I agree that birth is an obvious and clear point at which to draw a line. But so is viability. So is conception. So is the age at which the infant says its first word. We need objective criteria for where to draw the line -- not to do the equivalent of playing pin the tail on the donkey.

I believe that Leonard Peikoff correctly drew the line at the point at which a potential human being becomes an actual human being. But the question then becomes exactly when this happens. He answered "birth," but I'm not so sure he is correct. More specifically, what is the logical validation of the argument that it occurs at birth, and not, say, at viability. Merely stating that the answer is birth because at this point the infant is no longer physically attached to the mother is to argue in circles -- birth is the process of becoming physically independent of the mother.

You write "the only difference I'm seeing here is his physical location" but please address what the different locations are. Before birth the baby wasn't in a tree. It was inside a human being possessing rights.
Right. If a viable fetus is an actual human being, we are talking about two human beings with rights, not just one. The question then becomes not whether the fetus has rights, but the different question of what are its rights as against the rights of the mother.

After I give it my best shot, I would ask him to explain what his "non-religious reasons" are. In my experience, the person either gives up the conversation, changes the subject, or raises a silly, off-the-wall "objection."

Some do, but not everyone. For example, a very bright non-religious Objectivist, Diana Hseih, recently wrote the following in her blog "Noodlefood" on March 11, 2004 : "For various reasons related to the autonomy of rights-bearers, I regard natural viability as the proper standard for abortion rights in ordinary circumstances. So on my view, should a woman have the right to allow her fully viable fetus die when it could be so easily saved? I don't know, but I suspect not.
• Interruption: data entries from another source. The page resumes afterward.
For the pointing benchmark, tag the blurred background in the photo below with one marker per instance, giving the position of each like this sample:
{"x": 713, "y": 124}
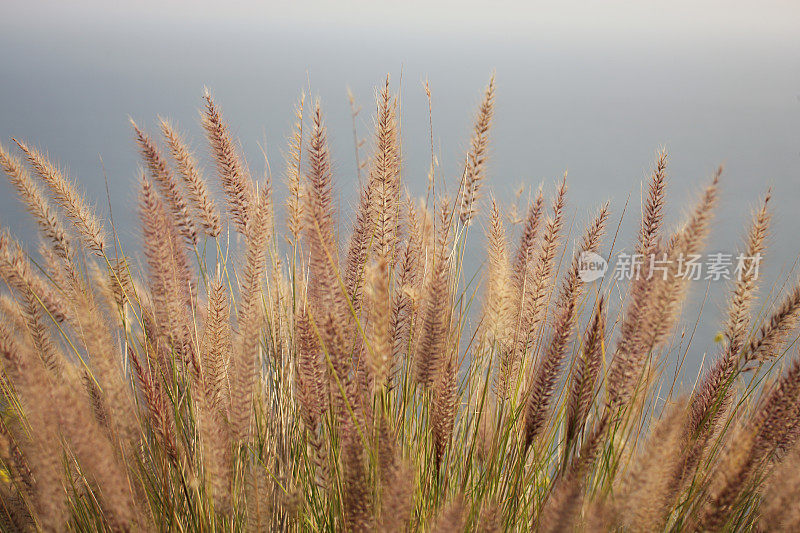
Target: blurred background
{"x": 590, "y": 88}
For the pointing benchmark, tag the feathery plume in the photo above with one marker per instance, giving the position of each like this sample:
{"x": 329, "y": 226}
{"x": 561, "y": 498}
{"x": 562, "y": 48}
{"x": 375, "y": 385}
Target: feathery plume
{"x": 378, "y": 332}
{"x": 435, "y": 320}
{"x": 294, "y": 201}
{"x": 654, "y": 301}
{"x": 168, "y": 187}
{"x": 66, "y": 195}
{"x": 534, "y": 294}
{"x": 586, "y": 371}
{"x": 234, "y": 178}
{"x": 475, "y": 166}
{"x": 203, "y": 204}
{"x": 35, "y": 201}
{"x": 245, "y": 357}
{"x": 546, "y": 374}
{"x": 385, "y": 176}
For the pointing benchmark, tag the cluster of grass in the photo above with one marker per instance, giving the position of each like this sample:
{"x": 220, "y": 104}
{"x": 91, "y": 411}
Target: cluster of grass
{"x": 248, "y": 374}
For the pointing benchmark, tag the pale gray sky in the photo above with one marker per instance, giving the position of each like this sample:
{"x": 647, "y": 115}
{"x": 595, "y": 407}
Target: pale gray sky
{"x": 590, "y": 87}
{"x": 579, "y": 21}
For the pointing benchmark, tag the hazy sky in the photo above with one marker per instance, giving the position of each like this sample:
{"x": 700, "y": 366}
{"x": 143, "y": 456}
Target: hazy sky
{"x": 591, "y": 87}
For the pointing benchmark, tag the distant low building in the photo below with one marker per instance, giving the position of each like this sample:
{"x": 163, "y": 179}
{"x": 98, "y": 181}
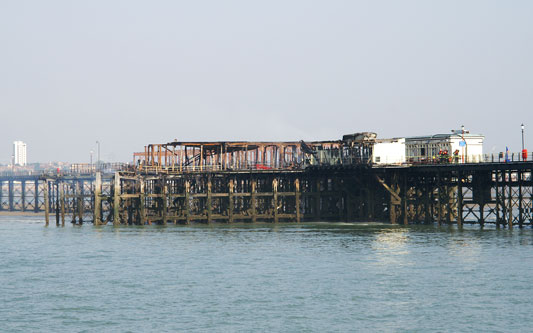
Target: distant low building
{"x": 469, "y": 147}
{"x": 389, "y": 151}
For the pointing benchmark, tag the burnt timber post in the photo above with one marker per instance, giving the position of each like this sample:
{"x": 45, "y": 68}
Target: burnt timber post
{"x": 460, "y": 200}
{"x": 11, "y": 195}
{"x": 46, "y": 203}
{"x": 116, "y": 200}
{"x": 142, "y": 199}
{"x": 97, "y": 199}
{"x": 297, "y": 199}
{"x": 23, "y": 195}
{"x": 230, "y": 200}
{"x": 164, "y": 200}
{"x": 62, "y": 202}
{"x": 275, "y": 199}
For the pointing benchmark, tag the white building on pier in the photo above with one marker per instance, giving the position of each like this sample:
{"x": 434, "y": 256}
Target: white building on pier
{"x": 19, "y": 153}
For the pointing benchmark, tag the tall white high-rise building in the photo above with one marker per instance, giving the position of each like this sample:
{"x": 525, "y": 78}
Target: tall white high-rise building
{"x": 19, "y": 153}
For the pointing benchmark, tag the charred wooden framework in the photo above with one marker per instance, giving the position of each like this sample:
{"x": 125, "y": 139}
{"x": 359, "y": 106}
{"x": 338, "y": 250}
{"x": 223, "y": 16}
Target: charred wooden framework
{"x": 498, "y": 193}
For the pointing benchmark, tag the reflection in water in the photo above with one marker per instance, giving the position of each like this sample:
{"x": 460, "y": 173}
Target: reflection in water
{"x": 391, "y": 247}
{"x": 465, "y": 250}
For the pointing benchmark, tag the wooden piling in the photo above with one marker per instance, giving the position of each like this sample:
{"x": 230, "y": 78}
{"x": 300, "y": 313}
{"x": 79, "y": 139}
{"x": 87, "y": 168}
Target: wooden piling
{"x": 11, "y": 196}
{"x": 187, "y": 202}
{"x": 510, "y": 201}
{"x": 116, "y": 199}
{"x": 297, "y": 199}
{"x": 209, "y": 201}
{"x": 253, "y": 201}
{"x": 230, "y": 200}
{"x": 79, "y": 193}
{"x": 275, "y": 199}
{"x": 97, "y": 212}
{"x": 36, "y": 207}
{"x": 142, "y": 200}
{"x": 57, "y": 201}
{"x": 46, "y": 203}
{"x": 460, "y": 201}
{"x": 23, "y": 195}
{"x": 62, "y": 202}
{"x": 164, "y": 200}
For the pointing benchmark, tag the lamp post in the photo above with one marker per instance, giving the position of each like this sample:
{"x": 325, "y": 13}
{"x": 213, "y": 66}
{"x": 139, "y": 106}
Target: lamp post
{"x": 98, "y": 156}
{"x": 522, "y": 141}
{"x": 462, "y": 148}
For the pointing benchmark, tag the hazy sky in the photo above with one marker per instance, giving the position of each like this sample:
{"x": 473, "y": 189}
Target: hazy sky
{"x": 129, "y": 73}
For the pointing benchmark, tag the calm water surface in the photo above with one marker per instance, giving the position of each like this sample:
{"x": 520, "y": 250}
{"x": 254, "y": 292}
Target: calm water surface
{"x": 270, "y": 278}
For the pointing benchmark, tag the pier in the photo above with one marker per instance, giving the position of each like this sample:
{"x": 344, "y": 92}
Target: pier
{"x": 228, "y": 182}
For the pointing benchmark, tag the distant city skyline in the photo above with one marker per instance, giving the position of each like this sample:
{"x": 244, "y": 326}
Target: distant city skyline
{"x": 132, "y": 73}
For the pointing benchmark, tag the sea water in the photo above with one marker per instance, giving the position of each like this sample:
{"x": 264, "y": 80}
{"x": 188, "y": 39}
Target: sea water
{"x": 309, "y": 277}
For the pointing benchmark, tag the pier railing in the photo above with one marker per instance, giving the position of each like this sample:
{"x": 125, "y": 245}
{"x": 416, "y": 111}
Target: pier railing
{"x": 458, "y": 159}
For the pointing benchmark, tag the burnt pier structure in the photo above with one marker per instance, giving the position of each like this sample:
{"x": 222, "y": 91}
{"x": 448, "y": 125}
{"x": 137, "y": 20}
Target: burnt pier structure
{"x": 230, "y": 182}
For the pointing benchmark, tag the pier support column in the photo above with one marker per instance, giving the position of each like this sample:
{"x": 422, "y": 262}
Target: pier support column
{"x": 275, "y": 199}
{"x": 510, "y": 200}
{"x": 520, "y": 198}
{"x": 187, "y": 203}
{"x": 460, "y": 201}
{"x": 79, "y": 193}
{"x": 23, "y": 195}
{"x": 164, "y": 200}
{"x": 10, "y": 196}
{"x": 46, "y": 203}
{"x": 116, "y": 200}
{"x": 297, "y": 199}
{"x": 142, "y": 199}
{"x": 62, "y": 202}
{"x": 57, "y": 200}
{"x": 498, "y": 198}
{"x": 36, "y": 207}
{"x": 404, "y": 201}
{"x": 253, "y": 201}
{"x": 97, "y": 199}
{"x": 209, "y": 200}
{"x": 428, "y": 195}
{"x": 317, "y": 201}
{"x": 230, "y": 201}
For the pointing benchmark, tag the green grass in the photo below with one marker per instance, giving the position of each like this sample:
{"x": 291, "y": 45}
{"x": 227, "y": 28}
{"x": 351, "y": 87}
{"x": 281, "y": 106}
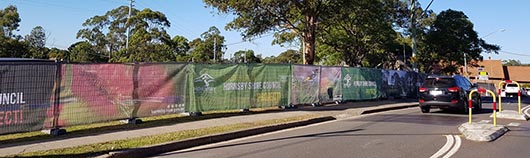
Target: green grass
{"x": 112, "y": 126}
{"x": 102, "y": 148}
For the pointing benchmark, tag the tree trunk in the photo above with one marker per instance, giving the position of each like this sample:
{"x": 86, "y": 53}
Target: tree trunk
{"x": 309, "y": 39}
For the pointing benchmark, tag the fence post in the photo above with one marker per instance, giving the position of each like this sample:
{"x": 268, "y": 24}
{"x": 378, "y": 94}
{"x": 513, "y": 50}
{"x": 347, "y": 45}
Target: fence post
{"x": 135, "y": 97}
{"x": 56, "y": 130}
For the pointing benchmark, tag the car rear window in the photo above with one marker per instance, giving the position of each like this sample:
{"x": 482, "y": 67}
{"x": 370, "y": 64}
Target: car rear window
{"x": 439, "y": 82}
{"x": 511, "y": 85}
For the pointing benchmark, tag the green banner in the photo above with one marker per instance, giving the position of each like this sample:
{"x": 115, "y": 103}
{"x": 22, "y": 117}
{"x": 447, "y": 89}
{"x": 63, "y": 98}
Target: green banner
{"x": 229, "y": 87}
{"x": 361, "y": 83}
{"x": 330, "y": 84}
{"x": 306, "y": 84}
{"x": 395, "y": 83}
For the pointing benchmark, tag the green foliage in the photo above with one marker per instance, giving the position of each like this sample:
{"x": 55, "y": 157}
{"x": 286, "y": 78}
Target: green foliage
{"x": 211, "y": 43}
{"x": 58, "y": 54}
{"x": 83, "y": 52}
{"x": 246, "y": 56}
{"x": 36, "y": 41}
{"x": 285, "y": 17}
{"x": 149, "y": 41}
{"x": 361, "y": 29}
{"x": 9, "y": 19}
{"x": 289, "y": 56}
{"x": 11, "y": 45}
{"x": 448, "y": 39}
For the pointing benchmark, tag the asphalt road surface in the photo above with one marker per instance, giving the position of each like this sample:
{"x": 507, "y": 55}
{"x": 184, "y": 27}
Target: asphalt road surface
{"x": 405, "y": 133}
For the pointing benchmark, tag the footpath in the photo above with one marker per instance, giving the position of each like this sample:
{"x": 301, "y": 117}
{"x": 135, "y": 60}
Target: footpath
{"x": 325, "y": 113}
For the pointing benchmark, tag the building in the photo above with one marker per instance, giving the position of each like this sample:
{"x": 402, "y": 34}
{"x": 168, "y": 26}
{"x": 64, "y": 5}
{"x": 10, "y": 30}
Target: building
{"x": 497, "y": 72}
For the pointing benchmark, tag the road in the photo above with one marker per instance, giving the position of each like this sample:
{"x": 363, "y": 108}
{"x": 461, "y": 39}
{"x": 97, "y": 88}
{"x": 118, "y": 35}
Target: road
{"x": 400, "y": 133}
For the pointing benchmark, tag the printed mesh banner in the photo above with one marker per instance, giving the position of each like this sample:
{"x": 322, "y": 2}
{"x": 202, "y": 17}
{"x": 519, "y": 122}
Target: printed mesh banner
{"x": 401, "y": 84}
{"x": 330, "y": 84}
{"x": 161, "y": 89}
{"x": 103, "y": 92}
{"x": 361, "y": 83}
{"x": 26, "y": 91}
{"x": 229, "y": 87}
{"x": 305, "y": 84}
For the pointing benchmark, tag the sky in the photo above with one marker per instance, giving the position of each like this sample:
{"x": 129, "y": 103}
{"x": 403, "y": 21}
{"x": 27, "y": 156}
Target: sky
{"x": 502, "y": 23}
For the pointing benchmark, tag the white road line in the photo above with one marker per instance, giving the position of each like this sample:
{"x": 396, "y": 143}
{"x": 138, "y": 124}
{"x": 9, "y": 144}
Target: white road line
{"x": 445, "y": 148}
{"x": 455, "y": 148}
{"x": 526, "y": 109}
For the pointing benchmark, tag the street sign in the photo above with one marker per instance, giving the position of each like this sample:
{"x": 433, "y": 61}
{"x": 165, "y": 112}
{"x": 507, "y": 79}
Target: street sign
{"x": 483, "y": 75}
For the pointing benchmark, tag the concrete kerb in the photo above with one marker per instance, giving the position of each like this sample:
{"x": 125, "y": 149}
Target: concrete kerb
{"x": 193, "y": 142}
{"x": 482, "y": 131}
{"x": 511, "y": 114}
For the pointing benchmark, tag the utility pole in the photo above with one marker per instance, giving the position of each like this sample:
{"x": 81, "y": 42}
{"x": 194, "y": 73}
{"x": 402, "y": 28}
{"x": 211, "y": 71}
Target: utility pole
{"x": 127, "y": 25}
{"x": 465, "y": 66}
{"x": 214, "y": 48}
{"x": 413, "y": 33}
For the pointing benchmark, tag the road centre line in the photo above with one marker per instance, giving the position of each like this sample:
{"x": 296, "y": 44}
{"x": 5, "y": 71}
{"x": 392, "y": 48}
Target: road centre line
{"x": 448, "y": 143}
{"x": 451, "y": 146}
{"x": 526, "y": 109}
{"x": 455, "y": 148}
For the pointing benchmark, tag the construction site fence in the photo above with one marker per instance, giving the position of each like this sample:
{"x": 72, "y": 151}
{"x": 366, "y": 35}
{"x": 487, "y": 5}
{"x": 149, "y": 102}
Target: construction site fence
{"x": 47, "y": 95}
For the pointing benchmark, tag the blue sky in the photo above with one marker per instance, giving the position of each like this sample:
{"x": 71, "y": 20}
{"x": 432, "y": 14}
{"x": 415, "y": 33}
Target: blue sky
{"x": 63, "y": 18}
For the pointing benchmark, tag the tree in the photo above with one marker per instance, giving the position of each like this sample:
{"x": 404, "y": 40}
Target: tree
{"x": 359, "y": 29}
{"x": 9, "y": 19}
{"x": 11, "y": 45}
{"x": 210, "y": 44}
{"x": 181, "y": 48}
{"x": 448, "y": 39}
{"x": 246, "y": 56}
{"x": 36, "y": 41}
{"x": 148, "y": 37}
{"x": 289, "y": 56}
{"x": 83, "y": 52}
{"x": 285, "y": 17}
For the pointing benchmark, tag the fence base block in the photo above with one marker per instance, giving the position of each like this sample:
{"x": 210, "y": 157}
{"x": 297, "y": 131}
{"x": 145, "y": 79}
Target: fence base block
{"x": 133, "y": 121}
{"x": 195, "y": 114}
{"x": 244, "y": 110}
{"x": 55, "y": 131}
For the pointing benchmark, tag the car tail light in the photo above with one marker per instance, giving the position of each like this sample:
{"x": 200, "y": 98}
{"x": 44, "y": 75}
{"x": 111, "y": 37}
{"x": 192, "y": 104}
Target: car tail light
{"x": 453, "y": 89}
{"x": 422, "y": 89}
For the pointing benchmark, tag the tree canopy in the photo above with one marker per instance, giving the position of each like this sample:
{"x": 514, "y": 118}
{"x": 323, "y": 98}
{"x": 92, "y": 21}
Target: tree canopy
{"x": 148, "y": 38}
{"x": 284, "y": 17}
{"x": 449, "y": 40}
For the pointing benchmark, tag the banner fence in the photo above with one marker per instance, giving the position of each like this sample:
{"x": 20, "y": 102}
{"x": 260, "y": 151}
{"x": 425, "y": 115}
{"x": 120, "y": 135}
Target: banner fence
{"x": 35, "y": 96}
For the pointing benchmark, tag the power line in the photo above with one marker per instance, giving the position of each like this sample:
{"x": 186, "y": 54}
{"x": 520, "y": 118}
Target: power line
{"x": 243, "y": 41}
{"x": 515, "y": 53}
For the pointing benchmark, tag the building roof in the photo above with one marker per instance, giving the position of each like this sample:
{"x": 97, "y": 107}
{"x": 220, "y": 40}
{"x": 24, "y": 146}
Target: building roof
{"x": 493, "y": 67}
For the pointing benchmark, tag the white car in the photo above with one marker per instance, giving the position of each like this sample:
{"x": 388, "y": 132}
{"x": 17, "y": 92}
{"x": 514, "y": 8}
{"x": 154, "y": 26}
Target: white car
{"x": 511, "y": 90}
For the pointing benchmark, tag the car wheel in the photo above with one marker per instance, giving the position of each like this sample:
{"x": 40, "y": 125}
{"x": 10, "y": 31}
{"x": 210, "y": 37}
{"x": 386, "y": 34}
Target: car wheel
{"x": 479, "y": 105}
{"x": 425, "y": 109}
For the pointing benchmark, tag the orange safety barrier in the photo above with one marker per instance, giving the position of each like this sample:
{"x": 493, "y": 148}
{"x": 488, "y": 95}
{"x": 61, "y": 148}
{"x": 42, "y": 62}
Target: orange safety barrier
{"x": 518, "y": 94}
{"x": 470, "y": 104}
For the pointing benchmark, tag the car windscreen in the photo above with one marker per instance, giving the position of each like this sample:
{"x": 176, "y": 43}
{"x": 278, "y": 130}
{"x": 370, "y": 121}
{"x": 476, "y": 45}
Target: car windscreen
{"x": 439, "y": 83}
{"x": 511, "y": 85}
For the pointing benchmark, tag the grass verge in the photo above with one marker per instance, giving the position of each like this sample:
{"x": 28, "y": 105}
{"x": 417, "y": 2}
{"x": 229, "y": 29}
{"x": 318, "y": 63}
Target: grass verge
{"x": 112, "y": 126}
{"x": 102, "y": 148}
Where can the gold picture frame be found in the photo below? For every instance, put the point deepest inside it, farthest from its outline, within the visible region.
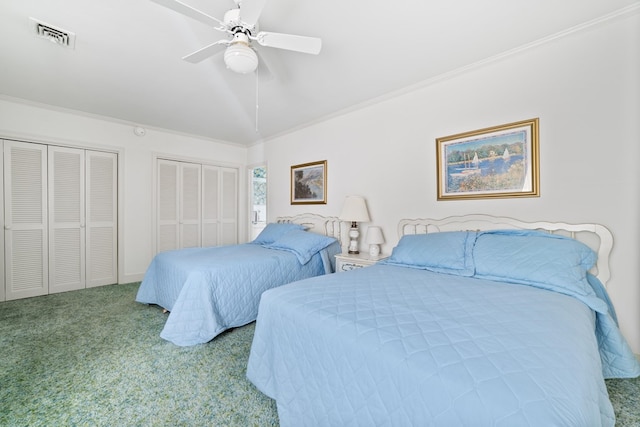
(495, 162)
(309, 183)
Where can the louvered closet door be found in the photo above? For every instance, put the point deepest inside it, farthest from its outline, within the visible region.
(3, 296)
(210, 205)
(25, 208)
(229, 211)
(219, 206)
(102, 218)
(66, 219)
(189, 205)
(167, 209)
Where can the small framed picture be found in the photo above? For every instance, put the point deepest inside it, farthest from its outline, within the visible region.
(496, 162)
(309, 183)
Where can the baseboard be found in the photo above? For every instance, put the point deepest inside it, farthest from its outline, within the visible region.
(130, 278)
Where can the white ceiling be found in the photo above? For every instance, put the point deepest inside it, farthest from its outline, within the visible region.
(127, 63)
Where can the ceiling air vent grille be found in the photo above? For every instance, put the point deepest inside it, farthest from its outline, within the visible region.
(53, 34)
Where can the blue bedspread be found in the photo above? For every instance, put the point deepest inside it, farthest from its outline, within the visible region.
(209, 290)
(389, 345)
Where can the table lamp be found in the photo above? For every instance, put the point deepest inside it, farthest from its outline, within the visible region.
(354, 210)
(374, 239)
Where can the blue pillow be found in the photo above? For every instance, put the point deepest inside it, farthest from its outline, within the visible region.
(302, 243)
(533, 257)
(273, 231)
(446, 252)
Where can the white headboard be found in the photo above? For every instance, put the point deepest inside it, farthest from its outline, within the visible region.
(596, 236)
(325, 225)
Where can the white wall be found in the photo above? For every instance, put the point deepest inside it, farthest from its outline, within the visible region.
(36, 124)
(585, 89)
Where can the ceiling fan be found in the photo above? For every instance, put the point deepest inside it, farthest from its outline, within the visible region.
(241, 26)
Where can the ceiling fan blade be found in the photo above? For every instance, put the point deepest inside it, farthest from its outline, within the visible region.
(264, 69)
(250, 11)
(189, 11)
(290, 42)
(205, 52)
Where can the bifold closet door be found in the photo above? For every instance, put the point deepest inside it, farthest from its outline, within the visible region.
(101, 218)
(82, 219)
(25, 213)
(229, 211)
(178, 209)
(219, 206)
(67, 247)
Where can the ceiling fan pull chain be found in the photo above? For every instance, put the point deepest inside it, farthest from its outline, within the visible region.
(257, 81)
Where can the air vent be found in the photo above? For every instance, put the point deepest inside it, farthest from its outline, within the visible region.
(53, 34)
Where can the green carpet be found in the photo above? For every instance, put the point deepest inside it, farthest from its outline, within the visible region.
(95, 358)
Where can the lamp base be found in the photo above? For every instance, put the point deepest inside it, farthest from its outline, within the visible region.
(374, 251)
(353, 243)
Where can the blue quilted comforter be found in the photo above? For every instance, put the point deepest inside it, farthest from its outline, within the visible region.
(390, 345)
(209, 290)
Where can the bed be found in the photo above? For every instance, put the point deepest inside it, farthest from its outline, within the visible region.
(209, 290)
(473, 320)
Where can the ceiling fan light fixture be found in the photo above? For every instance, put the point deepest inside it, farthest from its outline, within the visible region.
(241, 58)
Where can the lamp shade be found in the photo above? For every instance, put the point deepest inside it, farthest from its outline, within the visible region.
(239, 57)
(354, 209)
(374, 236)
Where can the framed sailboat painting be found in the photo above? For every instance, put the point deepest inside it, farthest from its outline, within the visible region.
(496, 162)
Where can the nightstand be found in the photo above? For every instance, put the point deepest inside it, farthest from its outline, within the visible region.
(346, 262)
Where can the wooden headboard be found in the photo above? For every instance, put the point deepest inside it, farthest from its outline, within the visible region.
(326, 225)
(596, 236)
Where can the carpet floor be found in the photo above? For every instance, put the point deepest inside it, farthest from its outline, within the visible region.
(95, 358)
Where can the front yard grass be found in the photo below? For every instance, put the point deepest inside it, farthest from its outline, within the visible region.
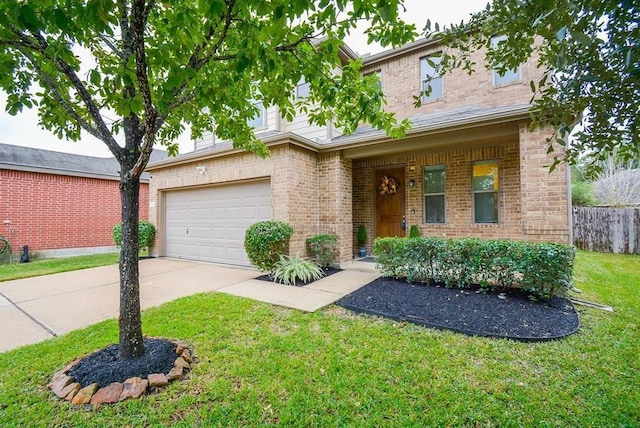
(265, 365)
(49, 266)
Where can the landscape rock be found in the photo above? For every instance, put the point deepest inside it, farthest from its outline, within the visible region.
(108, 394)
(186, 356)
(180, 362)
(73, 392)
(84, 395)
(58, 386)
(157, 380)
(66, 387)
(175, 373)
(69, 390)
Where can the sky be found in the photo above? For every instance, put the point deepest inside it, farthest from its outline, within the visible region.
(23, 129)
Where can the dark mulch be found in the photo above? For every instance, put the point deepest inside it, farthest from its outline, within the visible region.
(468, 311)
(104, 367)
(328, 271)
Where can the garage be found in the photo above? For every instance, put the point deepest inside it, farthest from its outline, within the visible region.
(208, 223)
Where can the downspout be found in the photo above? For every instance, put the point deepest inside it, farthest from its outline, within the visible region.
(569, 205)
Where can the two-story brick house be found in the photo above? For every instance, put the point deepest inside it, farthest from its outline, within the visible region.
(470, 166)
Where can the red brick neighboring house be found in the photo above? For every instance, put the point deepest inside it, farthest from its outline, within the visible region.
(470, 166)
(59, 203)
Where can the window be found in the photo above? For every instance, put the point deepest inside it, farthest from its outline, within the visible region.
(430, 76)
(434, 189)
(485, 192)
(302, 89)
(377, 75)
(258, 120)
(510, 75)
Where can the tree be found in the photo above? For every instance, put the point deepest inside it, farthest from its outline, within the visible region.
(617, 183)
(135, 73)
(590, 53)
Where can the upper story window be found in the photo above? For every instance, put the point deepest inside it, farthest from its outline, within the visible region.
(302, 89)
(377, 75)
(434, 194)
(485, 191)
(509, 76)
(430, 76)
(258, 120)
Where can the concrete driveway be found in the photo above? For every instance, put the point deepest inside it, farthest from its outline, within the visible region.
(35, 309)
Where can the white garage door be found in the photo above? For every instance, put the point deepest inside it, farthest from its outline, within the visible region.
(209, 223)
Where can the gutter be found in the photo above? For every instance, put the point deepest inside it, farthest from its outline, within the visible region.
(269, 141)
(65, 172)
(464, 123)
(375, 137)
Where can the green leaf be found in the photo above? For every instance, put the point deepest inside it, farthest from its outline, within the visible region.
(581, 38)
(94, 77)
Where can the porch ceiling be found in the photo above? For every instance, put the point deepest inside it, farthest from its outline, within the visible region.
(438, 140)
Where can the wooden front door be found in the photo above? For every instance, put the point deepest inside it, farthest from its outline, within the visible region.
(390, 215)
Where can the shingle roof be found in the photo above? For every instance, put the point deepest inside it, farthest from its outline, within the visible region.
(28, 158)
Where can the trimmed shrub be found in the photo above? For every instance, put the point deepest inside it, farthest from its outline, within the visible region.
(146, 234)
(542, 270)
(323, 249)
(266, 241)
(289, 269)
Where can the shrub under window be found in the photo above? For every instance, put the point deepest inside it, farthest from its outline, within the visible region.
(542, 270)
(266, 241)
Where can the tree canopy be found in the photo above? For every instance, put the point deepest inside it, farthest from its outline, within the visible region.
(134, 73)
(105, 65)
(590, 53)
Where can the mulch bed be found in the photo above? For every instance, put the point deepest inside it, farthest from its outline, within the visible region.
(468, 311)
(328, 271)
(104, 367)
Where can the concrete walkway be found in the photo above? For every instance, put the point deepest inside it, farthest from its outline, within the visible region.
(35, 309)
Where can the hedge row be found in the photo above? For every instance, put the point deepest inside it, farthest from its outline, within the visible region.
(543, 270)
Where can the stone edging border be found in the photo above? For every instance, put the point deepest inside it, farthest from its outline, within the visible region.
(65, 387)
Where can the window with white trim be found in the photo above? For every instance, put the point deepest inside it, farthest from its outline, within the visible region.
(509, 76)
(377, 75)
(302, 89)
(485, 184)
(430, 77)
(258, 120)
(434, 194)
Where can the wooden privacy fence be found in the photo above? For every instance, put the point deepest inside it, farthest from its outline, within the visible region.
(607, 230)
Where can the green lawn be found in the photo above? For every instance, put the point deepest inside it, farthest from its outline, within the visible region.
(49, 266)
(262, 365)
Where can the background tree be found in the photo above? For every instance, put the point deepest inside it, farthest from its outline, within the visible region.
(590, 53)
(134, 73)
(617, 182)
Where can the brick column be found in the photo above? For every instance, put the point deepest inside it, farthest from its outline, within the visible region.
(335, 196)
(544, 195)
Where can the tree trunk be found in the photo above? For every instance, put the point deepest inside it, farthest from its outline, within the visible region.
(131, 344)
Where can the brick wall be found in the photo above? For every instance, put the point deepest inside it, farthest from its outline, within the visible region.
(545, 209)
(400, 77)
(532, 202)
(336, 200)
(51, 212)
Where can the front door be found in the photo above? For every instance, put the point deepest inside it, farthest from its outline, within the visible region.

Legal parental obligations perhaps begin when that viability point is passed -- or whenever the woman commits to carry the fetus to term." Her position is certainly a minority position among Objectivists, but in my opinion it is a defensible one -- and, as far as I can tell so far, more easily defensible than many of the contrary arguments I've seen here.

If a person won't deal with such obvious distinctions as one biological entity vs. two separate biological entities, and inside a human being vs. not inside a human being, there really isn't much I can say. You can't reason someone out of a belief they didn't reason themselves into.

I think this is correct -- but it works both ways. The distinctions themselves are obvious. Their relevance to when we first have rights is not.